Anthony Jabbour: And Craig the other part of your question was looking at the margins between the two worth noting in North America it carries the innovation expense within it. So where we’re investing heavily around generative AI you’ll see those expenses burden in the North American business line and International distributing those capabilities.

Craig Huber: Great. Thank you very much.

Anthony Jabbour: Thanks, Craig.

Operator: Your next question comes from Surinder Thind with Jefferies. Please go ahead.

Surinder Thind: Thank you. I was hoping that you can provide a bit more color on the partnership with IBM and the build-out of a procurement solution. Just how does something like that work in terms of the arrangement the IP revenue share model? Any color there would help.

Anthony Jabbour: Well sure. I’ll be careful obviously not to share any confidential contractual information that we have with it. But I’d say at a high level with their watsonx capability and with our capabilities internally with our data and our analytics capabilities, we plan to go to market with them. And Ask Procurement is the first generative AI solution that we’re coming out with. As you look at IBM different from Google for example where we have a partnership as well, the whole generative AI marketplace is enormous. And you look at where strengths that each of them have. So with Google it might be with the SMB space as an example whereas IBM I think we’d all agree they’re very strong on the enterprise side. So — and they have large practices around SAP.

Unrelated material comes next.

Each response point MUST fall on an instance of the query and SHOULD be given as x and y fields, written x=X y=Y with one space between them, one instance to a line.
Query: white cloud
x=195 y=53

Salesforce et cetera. And so with that partnership and with the collaboration that we have together with them. we want to go to market in the enterprise space and helping both clients that we both share benefit from this technology and from the data that we provide.

Surinder Thind: Thank you. And then as a follow-up just related to an earlier question on the call, roughly the 10% of revenues that aren’t growing strategically how are you thinking about them not necessarily from a divestiture perspective, but just is there incremental investment that you’re maybe thinking of how patient are you willing to be to allow things to kind of stand the way they are? Just any color there of how we should think about that.

Anthony Jabbour: Yes. No, it’s a great question. If I focus on credibility as an example that’s one where we’ve retooled our customer value proposition and our sales force. And as we’re — the crux of the businesses small businesses reaching out trying to improve their credit score and what we’re working on with them is if they provide us a lot more information so access to the bank account or credit card statements taxes et cetera if they give us permission to pull their consumer credit bureau where we can blend their consumer score with the business score. And all of those what we’ve seen in our labs is that we’re getting roughly a 20% increase by getting this extra data and being able to leverage it. So that’s an example where we’re going to market with a revised value proposition and working on how much of that can we guarantee to make it a value prop simpler and more effective for that space.